Nonostante le buone parole, l’ex premier, che si è rifugiato in Florida 48 ore prima della cerimonia d’investitura dell’antagonista, e che deve ancora ammettere la sconfitta, ha sempre sostenuto che il sistema di voto elettronico del Brasile fosse incline alle frodi, generando un violento movimento di negazionisti elettorali.
L’attacco all’esercizio della democrazia in Brasile ha scatenato un terremoto a più livelli: Lula ha subito affondato il colpo, accusando le forze dell’ordine di “incompetenza, malafede e malizia”.
Il giudice della Corte Suprema Alexandre de Moraes, ha rimosso dall’incarico Ibaneis Rocha, il governatore pro-Bolsonaro del distretto federale dove si trova Brasilia, per 90 giorni.
De Moraes ha scritto che gli attacchi “avrebbero potuto avvenire solo con l’acquiescenza, o anche il coinvolgimento diretto, delle autorità di pubblica sicurezza e di intelligence”.
Ibaneis Rocha, a sua volta, ha licenziato il suo alto funzionario della sicurezza, Anderson Torres, in precedenza ministro della giustizia di Bolsonaro.
Una crisi politica e istituzionale che punta a scoperchiare la corruzione, a capire come si è potuti arrivare a tanto e chi, voltandosi dall’altra parte, lo ha permesso, probabilmente in cambio di favori e ingenti somme di denaro. Secondo il Presidente brasiliano l’assalto è stato finanziato da molti, compresi “uomini d’affari all’estero”.
Le indagini e gli arresti non si fermano. Nella giornata di ieri le autorità brasiliane hanno incarcerato almeno 1.200 persone nella capitale e hanno iniziato a smantellare una tendopoli di sostenitori dell’ex presidente che si erano accampati ad ottobre. Le proteste e i disordini, infatti, sono iniziati subito dopo la vittoria dell’ex sindacalista.
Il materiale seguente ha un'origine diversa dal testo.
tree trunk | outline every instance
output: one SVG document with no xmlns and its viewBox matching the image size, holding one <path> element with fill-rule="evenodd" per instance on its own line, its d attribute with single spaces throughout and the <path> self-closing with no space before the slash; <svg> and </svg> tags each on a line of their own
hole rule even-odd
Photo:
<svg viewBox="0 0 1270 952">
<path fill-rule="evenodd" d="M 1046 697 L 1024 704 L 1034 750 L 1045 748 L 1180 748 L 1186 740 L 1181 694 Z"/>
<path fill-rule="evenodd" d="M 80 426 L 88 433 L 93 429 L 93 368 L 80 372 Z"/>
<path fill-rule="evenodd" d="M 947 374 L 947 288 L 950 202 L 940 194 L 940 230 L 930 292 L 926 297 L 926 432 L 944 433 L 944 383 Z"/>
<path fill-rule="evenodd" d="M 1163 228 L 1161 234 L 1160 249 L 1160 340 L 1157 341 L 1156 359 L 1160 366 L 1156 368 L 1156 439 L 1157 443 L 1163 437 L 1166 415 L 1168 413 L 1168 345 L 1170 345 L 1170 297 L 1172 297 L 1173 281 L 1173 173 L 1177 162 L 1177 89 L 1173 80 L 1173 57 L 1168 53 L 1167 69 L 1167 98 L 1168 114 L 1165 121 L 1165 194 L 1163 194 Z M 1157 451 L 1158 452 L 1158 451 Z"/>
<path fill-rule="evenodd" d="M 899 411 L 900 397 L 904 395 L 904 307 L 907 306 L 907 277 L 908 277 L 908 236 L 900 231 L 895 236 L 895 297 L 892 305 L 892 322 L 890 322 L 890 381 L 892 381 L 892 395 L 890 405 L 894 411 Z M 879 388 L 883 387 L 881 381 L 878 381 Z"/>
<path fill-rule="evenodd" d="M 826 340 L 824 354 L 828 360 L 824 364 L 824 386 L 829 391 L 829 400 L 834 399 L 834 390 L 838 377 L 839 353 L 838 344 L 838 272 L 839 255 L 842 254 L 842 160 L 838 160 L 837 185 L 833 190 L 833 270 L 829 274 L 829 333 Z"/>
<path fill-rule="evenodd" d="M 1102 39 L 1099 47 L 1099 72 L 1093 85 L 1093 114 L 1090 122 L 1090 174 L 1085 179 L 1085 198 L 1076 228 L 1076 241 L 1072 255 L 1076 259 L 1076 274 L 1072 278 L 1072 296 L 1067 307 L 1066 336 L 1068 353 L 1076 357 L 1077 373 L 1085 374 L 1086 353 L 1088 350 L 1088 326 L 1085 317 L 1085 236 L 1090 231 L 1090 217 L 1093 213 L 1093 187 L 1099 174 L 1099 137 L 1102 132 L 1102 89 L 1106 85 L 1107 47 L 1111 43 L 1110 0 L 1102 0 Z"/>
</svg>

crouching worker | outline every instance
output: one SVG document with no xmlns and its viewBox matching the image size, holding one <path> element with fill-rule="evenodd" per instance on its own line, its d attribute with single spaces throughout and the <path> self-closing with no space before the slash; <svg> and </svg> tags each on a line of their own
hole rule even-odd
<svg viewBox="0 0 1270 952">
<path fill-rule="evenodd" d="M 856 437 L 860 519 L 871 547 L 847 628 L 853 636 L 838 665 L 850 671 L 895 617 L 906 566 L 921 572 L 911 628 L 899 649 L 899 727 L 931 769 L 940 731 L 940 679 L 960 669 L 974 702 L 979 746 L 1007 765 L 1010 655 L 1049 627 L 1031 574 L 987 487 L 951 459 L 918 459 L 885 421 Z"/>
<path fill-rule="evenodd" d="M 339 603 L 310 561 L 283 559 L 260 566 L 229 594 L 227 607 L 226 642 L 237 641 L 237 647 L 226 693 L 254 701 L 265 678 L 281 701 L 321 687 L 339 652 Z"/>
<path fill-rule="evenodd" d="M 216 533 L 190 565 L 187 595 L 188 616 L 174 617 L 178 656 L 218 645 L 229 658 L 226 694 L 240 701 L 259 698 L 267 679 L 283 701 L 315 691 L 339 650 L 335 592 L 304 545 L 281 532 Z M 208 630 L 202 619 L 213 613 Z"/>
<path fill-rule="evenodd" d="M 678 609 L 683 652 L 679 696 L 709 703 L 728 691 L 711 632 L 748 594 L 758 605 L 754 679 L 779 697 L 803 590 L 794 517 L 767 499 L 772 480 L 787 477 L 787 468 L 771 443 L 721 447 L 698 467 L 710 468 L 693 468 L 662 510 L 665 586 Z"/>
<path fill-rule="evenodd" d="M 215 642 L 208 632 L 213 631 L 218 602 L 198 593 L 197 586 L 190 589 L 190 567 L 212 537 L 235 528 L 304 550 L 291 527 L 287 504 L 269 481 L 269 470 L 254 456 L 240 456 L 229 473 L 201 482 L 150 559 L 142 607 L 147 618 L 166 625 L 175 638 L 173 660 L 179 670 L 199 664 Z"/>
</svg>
Lo scorso 13 dicembre, i radicali hanno cercato di assaltare il quartier generale della polizia federale a Brasilia, incendiando autobus e auto mentre si muovevano attraverso la città. Poco prima di Natale un altro bolsonarista è stato arrestato e ha confessato un complotto per bombardare l’aeroporto di Brasilia nel tentativo di innescare un colpo di stato militare.
Per far luce sull’accaduto, Lula ha annunciato un intervento di sicurezza federale a Brasilia che durerà fino al 31 gennaio.

Contemporaneamente, il giudice della Corte suprema Alexandre de Moraes ha decretato il divieto di manifestazioni fino al 31 gennaio, l’arresto in flagrante degli estremisti accampati davanti alle caserme, e ha convocato sindaci, governatori e generali. Ha inoltre ordinato a Facebook, Twitter e TikTok di bloccare la propaganda golpista in Brasile. Come riporta la Cnn, anche Meta ha promesso di rimuovere i contenuti che “sostengono o elogiano” i manifestanti che hanno preso d’assalto gli edifici governativi.“Prima delle elezioni, abbiamo designato il Brasile come luogo temporaneo ad alto rischio e abbiamo rimosso i contenuti che invitano le persone a prendere le armi o a invadere con la forza il Congresso, il palazzo presidenziale e altri edifici federali”, ha dichiarato il portavoce della società, Andy Stone. “Questo è un evento di violazione, il che significa che monitoreremo attivamente la situazione e rimuoveremo i contenuti che sostengono o elogiano queste azioni”.